4. Google teases arrival of Gemma 2
Google also teased the upcoming arrival of Gemma 2, the newest addition to its family of lightweight open models built on the same foundation as Gemini. Gemma 2, a 27 billion parameter model, will be optimized to run out of NVIDIA’s (NASDAQ:NVDA) GPUs, and will offer enhanced performance and efficiency on a single TPU host in Vertex AI. According to developers, this will make Gemma 2 a more affordable model and will expand its range to a wider audience.
They company also introduced a new addition to the Gemma family — PaliGemma is an open vision-language model available on multiple platforms like GitHub, Hugging Face, Kaggle and Vertex AI Model Garden.
5. AI comes to Android
Finally, Google is set to transform the Android experience with AI built into the device.
For Pixel users, Gemini Nano with multimodality offers richer image descriptions and scam alerts during phone calls.

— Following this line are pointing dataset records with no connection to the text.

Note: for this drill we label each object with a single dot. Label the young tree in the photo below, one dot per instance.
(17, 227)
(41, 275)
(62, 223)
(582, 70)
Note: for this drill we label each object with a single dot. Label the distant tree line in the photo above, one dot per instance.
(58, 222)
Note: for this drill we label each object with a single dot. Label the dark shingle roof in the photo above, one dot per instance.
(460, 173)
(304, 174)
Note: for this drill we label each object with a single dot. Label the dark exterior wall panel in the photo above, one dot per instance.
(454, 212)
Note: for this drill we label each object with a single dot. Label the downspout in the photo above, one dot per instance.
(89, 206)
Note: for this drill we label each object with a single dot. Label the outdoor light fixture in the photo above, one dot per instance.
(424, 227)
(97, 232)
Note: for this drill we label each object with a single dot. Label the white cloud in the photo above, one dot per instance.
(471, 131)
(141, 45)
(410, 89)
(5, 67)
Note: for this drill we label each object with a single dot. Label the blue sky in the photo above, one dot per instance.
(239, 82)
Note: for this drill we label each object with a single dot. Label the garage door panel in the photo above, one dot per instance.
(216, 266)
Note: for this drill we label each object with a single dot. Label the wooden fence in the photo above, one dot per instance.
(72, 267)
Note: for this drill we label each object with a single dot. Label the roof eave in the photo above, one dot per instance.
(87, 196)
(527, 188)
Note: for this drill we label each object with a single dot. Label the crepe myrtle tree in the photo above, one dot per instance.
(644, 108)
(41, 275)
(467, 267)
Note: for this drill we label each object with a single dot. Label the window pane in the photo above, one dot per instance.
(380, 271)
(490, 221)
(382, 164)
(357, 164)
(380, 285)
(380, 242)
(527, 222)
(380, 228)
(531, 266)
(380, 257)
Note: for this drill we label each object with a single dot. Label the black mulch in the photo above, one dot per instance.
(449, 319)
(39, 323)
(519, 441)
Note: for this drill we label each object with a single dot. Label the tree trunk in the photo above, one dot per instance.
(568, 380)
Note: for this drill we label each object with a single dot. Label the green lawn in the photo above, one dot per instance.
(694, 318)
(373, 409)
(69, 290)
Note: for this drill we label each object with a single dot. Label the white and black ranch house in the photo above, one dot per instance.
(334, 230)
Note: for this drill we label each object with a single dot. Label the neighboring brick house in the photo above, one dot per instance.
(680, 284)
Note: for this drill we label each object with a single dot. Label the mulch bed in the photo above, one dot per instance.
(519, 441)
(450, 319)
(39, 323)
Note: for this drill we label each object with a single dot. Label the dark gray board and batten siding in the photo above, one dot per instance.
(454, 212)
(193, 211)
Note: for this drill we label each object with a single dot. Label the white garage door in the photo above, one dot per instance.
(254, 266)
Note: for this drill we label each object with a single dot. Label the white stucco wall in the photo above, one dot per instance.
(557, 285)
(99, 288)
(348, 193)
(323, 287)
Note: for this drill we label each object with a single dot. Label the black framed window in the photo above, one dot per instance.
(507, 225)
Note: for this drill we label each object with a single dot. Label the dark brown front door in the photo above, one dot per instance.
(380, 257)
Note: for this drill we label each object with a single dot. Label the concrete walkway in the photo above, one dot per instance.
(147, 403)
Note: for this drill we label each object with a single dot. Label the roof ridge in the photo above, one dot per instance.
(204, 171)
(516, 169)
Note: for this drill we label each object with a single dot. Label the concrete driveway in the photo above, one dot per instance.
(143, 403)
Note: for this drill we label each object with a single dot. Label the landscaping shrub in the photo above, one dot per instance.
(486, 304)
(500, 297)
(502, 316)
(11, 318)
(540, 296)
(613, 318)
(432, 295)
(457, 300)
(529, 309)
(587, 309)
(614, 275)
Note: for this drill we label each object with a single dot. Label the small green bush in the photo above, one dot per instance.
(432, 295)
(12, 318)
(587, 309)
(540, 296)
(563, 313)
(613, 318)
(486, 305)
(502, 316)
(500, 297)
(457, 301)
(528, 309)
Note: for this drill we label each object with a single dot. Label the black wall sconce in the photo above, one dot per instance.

Google is bringing Gemini Nano’s multimodal capabilities to TalkBack later this year, where it will enhance image descriptions for users who are blind or have low vision. With TalkBack, Gemini Nano will provide detailed and accurate information about images, even without an Internet connection.

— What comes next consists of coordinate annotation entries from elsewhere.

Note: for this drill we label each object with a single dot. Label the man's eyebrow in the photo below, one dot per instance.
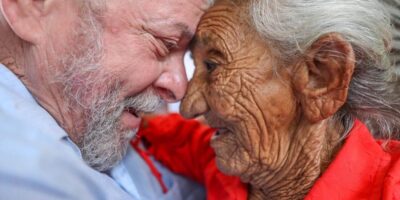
(184, 29)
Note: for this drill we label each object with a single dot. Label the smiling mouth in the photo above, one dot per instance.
(133, 112)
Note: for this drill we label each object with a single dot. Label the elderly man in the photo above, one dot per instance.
(75, 77)
(303, 97)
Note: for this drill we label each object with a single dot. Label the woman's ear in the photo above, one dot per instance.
(23, 17)
(321, 79)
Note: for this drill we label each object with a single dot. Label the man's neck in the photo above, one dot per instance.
(313, 148)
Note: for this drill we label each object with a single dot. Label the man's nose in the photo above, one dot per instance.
(172, 83)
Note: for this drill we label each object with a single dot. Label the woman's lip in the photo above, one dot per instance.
(219, 132)
(129, 121)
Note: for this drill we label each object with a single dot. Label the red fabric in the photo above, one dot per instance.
(361, 170)
(146, 157)
(183, 146)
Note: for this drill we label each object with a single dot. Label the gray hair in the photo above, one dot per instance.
(373, 93)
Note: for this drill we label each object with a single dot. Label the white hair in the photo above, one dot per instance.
(293, 25)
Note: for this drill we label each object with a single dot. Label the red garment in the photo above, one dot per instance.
(361, 170)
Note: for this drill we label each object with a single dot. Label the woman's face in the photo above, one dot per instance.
(242, 91)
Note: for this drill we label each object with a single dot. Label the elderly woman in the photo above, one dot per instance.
(303, 98)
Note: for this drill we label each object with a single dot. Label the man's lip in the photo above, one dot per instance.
(129, 120)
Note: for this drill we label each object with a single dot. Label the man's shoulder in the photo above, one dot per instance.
(36, 163)
(40, 167)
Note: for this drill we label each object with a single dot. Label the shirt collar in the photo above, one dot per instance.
(28, 108)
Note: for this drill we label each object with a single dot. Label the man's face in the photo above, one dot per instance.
(122, 60)
(242, 92)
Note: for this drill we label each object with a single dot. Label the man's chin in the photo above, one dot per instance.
(129, 121)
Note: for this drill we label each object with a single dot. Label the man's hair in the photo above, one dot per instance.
(293, 26)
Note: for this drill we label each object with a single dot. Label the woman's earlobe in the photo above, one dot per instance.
(322, 78)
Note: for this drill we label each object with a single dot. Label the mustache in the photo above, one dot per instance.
(145, 102)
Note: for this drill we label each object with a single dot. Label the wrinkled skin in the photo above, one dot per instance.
(273, 121)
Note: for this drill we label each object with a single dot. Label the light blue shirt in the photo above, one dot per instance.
(39, 161)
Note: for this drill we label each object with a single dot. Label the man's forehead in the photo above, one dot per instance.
(173, 25)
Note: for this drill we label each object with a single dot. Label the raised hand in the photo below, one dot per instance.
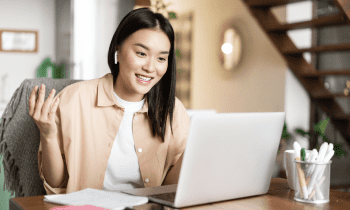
(43, 112)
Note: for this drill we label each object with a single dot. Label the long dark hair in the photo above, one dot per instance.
(161, 97)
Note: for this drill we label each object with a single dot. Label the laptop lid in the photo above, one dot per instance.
(228, 155)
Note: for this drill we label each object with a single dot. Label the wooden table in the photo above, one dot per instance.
(279, 196)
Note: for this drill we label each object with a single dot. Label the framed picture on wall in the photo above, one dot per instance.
(22, 41)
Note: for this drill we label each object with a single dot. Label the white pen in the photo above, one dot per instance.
(314, 175)
(326, 159)
(313, 156)
(301, 174)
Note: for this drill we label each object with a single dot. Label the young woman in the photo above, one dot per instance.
(124, 130)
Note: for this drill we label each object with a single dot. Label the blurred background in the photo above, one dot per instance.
(73, 36)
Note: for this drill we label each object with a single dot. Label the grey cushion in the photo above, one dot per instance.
(20, 138)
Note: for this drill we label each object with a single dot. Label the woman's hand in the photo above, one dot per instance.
(42, 113)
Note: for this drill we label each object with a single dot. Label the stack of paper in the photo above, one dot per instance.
(98, 198)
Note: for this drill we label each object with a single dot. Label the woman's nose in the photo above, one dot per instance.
(150, 65)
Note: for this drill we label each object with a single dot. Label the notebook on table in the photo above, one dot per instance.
(227, 156)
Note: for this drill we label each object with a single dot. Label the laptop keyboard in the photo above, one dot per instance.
(166, 196)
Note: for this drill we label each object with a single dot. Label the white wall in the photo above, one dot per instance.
(84, 39)
(257, 85)
(297, 101)
(26, 15)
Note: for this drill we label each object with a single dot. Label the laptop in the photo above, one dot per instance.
(227, 156)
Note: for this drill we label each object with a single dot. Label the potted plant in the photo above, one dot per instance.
(318, 133)
(57, 71)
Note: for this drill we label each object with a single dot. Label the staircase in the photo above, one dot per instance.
(309, 77)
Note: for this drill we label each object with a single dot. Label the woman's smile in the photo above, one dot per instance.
(143, 80)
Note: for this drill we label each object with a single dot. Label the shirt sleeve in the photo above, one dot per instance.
(181, 126)
(62, 188)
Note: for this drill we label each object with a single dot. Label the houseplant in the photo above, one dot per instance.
(57, 71)
(319, 133)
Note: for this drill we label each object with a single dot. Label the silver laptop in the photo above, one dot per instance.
(227, 156)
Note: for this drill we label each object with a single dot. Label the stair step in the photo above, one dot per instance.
(331, 20)
(326, 95)
(345, 72)
(269, 3)
(316, 49)
(341, 116)
(322, 94)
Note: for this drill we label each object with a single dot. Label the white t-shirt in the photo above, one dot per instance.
(123, 171)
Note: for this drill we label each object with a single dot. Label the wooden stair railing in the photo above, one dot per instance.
(309, 77)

With Gemini on Android, users can ask questions about videos and PDFs, isolating specific features within images using Circle to Search.
Market reaction
Alphabet’s share price has seen an overall positive trend this year, despite a temporary decline in valuation following lower-than-expected Q4 earnings. The company has rebounded since a tech stock selloff on March 6, and is up about 25 percent year-to-date. On Monday (March 13), the stock opened low amid rumors of a rival search tool from Microsoft (NASDAQ:MSFT) and OpenAI, but had recovered by the end of the day.
Alphabet traded flat on the day of Google I/O. It closed Wednesday (May 15) at US$173.88.
Securities Disclosure: I, Meagen Seatter, hold no direct investment interest in any company mentioned in this article.